Any ideas on what has happened? or if my data would still be on the hard drive somewhere?:confused:

If you have access to an IBM PC, get Spinrite and put the HDD in the PC and run that program. It's a great HDD maintenance and recovery software tool.

I use it all the time on my computers for optimal performance and use it to fix many others HDD problems.
 
Only 2 utilities you need are DiskWarrior and DataRescue. The rest are superfluous unless you REALLY like defragging and gaining 0.0000001% performance increase as a result of 5 hours work. I have no experience with Sandbox's suggestion as I have never needed anything else.
 
Only 2 utilities you need are DiskWarrior and DataRescue. The rest are superfluous unless you REALLY like defragging and gaining 0.0000001% performance increase as a result of 5 hours work. I have no experience with Sandbox's suggestion as I have never needed anything else.

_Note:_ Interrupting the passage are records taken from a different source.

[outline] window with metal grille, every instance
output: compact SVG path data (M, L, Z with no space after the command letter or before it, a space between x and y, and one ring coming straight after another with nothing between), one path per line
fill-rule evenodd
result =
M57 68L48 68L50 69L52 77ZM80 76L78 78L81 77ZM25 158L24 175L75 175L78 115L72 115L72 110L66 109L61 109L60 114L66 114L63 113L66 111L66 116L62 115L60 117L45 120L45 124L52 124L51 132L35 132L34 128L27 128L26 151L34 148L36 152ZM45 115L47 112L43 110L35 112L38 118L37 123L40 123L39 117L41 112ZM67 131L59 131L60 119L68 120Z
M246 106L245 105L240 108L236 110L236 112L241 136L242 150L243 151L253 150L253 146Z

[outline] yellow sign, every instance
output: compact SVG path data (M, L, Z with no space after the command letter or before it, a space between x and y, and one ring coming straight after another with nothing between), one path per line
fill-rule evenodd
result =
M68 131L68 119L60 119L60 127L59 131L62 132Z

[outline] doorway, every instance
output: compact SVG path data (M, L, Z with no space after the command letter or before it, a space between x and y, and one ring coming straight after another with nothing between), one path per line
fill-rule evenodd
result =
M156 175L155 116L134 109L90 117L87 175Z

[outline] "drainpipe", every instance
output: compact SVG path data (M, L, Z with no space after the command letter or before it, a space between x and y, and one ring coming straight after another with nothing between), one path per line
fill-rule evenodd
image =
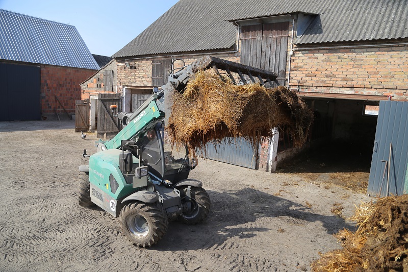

I concur! And I have never needed anything else besides DiskWarrior and Prosoft's Drive Genius. I don't own Data Rescue personally - the one I used was at work.

Pootarts: In all seriousness, get DiskWarrior. I strongly suspect that it will clear that issue right up and bring back your files safe and sound, like they were never gone. But, the great thing about DW is that you can preview the rebuild before you actually do it, so if you don't see your files in the preview of the rebuild, then you can cancel before DW does anything to your disk. So there's nothing to lose. Just gotta buy the software.
 
Only 2 utilities you need are DiskWarrior and DataRescue. The rest are superfluous unless you REALLY like defragging and gaining 0.0000001% performance increase as a result of 5 hours work. I have no experience with Sandbox's suggestion as I have never needed anything else.

Those are the only two I've ever found to be useful. Outside of those two I can't think of anything useful other than expensive extraction. The only exception I can think of is self enclosed oem external drives like LaCies. Sometimes the failure is something other than the drive itself like a burnt out bridgeport, so assuming a non Raid/single disk version, you can disassemble it and recover the raw drive. Overall most of the applications that claim to retrieve your data aren't very good.